Bajaba del autobús, era de noche pero ni siquiera sonaban las 9:00 p.m. en el reloj del antiguo Palacio Municipal de la Cuna del Movimiento Obrero Nacional.
Venía distraído con el celular, atendía mensajes importantes que captaron toda mi atención. Yo no me percate del “traqueteo”, del fuerte “traqueteo” que perforó el silencio rutinario de esas horas; que perforó, a una cuadra de donde yo caminaba, la vida de un hombre, de un taxista según me enteré más tarde por las redes sociales.

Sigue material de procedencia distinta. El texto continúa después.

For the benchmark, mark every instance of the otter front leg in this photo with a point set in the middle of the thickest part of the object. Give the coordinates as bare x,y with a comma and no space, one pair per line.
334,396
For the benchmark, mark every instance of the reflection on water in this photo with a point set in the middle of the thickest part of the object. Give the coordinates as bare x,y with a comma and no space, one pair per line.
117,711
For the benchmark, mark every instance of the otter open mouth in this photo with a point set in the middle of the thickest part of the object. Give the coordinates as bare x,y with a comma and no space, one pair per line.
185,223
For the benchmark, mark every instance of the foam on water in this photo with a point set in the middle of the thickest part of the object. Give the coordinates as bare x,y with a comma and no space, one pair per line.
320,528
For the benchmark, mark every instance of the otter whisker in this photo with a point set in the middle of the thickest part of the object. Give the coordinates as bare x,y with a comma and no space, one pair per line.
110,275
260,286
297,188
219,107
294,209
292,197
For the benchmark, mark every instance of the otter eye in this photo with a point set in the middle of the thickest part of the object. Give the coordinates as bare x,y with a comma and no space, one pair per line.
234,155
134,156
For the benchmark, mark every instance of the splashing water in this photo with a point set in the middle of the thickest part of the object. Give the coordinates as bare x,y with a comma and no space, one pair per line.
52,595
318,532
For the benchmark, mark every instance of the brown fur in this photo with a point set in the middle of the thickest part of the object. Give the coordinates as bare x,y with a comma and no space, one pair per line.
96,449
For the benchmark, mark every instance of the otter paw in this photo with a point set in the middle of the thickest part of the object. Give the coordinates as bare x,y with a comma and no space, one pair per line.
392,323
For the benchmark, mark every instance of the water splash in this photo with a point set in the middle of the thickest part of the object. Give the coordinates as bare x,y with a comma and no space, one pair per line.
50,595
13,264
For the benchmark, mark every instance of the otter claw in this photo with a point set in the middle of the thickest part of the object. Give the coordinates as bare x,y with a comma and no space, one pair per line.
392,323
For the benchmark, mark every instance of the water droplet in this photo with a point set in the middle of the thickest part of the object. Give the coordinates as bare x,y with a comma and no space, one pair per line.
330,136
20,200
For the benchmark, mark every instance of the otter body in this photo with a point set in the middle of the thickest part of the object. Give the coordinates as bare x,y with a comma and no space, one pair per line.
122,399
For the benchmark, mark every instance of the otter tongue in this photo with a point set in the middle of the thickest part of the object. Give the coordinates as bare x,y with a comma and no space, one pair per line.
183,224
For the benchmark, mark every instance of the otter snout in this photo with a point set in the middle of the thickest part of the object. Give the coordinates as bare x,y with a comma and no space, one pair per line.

Seis o siete disparos fustigaron hasta la muerte la vida del hombre, aun arriba del vehículo en el que laboraba; a escasos cien metros de la comandancia de policía.
Cuando por la advertencia que un buen amigo me hiciera sobre el hecho, desperté de mi obnubilación, sentí cierto escozor recorrer mi cuerpo. Guardando la calma o tratando de, alcancé a decir a ese mismo amigo: "vámonos con cuidado a nuestras casas", la despedida fue simple, llana... Y avancé...
Después, sólo hasta después caí en la cuenta: nadie se inmutó, no hubo pánico, ni gente corriendo en sentido contrario a los disparos. No hubo rostros de preocupación, ni miradas de consternación; no hubo llantos de miedo o crisis nerviosa... No, no hubo algo que de verdad rompiera la rutina; si acaso algunos, algunas, retóricamente dijeron: "¿fueron disparos, verdad?"; y apresuraron el paso.
Sí, fueron disparos. Sí, disparos en pleno centro de la ciudad que arrebataron violenta y cruelmente la vida de un ser humano, a unos cuantos pasos de quienes estábamos haciendo nuestra rutina; a unos pasos de una rutina que no se desvió como debiera ante un hecho tan grave.
Caí en la cuenta, y en el horror: ¡Estamos en extremo acostumbrados a la violencia! Caí en la cuenta, y me llené de pavor.